RFI : Monseigneur Gollnisch, les attentes des chrétiens sont très grandes. Quel message sont-ils en mesure de recevoir du pape François, tout d’abord aujourd’hui en Jordanie, puisqu’il vient d’arriver à Amman ?
Monseigneur Pascal Gollnisch : En Jordanie, les chrétiens sont peu nombreux ; 1% ou 2 % de la population, mais ils vivent réellement d’un certain respect des autorités jordaniennes, de la population de Jordanie. Et il était tout à fait remarquable qu’en Jordanie les chrétiens de toute la région puissent venir. Parce que vous savez que les Palestiniens ne peuvent pas aller au Liban. Les Libanais ne peuvent pas aller en Palestine, tandis que tout le monde peut se retrouver en Jordanie.

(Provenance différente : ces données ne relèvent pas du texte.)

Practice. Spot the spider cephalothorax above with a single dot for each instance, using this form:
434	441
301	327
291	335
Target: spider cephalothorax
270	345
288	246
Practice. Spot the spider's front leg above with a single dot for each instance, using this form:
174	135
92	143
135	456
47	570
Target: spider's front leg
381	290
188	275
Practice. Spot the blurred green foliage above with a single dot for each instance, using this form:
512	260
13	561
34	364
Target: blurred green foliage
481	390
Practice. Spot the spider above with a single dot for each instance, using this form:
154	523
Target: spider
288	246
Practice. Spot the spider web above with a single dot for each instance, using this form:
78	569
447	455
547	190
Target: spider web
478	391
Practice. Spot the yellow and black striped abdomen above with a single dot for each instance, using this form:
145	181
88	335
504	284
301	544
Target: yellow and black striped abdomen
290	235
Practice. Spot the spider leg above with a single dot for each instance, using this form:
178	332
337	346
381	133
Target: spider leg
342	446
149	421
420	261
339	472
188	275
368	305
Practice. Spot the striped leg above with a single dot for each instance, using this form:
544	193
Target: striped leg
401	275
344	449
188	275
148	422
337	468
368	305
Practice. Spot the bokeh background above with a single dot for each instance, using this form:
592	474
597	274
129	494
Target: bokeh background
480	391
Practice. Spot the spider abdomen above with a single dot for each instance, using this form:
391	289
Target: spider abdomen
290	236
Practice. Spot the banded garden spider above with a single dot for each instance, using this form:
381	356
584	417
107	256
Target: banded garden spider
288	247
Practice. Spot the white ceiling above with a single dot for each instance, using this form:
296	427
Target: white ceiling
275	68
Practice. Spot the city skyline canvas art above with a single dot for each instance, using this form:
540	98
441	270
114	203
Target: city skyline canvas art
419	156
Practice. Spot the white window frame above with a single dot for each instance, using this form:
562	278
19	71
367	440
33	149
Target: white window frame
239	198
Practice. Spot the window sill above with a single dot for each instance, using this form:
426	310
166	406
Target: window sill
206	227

Et ce matin il y avait un point de presse, il y avait le patriarche d’Egypte, celui d’Irak, de Bagdad, celui de Beyrouth, celui de Damas, celui de Jérusalem. Ils étaient là ensemble à parler d’une seule voix. Je crois qu’il n’y a que le pape qui peut permettre cela. Alors en Jordanie il y aura certainement la prise en compte de ce dialogue interreligieux qui se noue dans des conditions extrêmement positives en Jordanie notamment, grâce à l’autorité du roi de Jordanie qui est y est très favorable.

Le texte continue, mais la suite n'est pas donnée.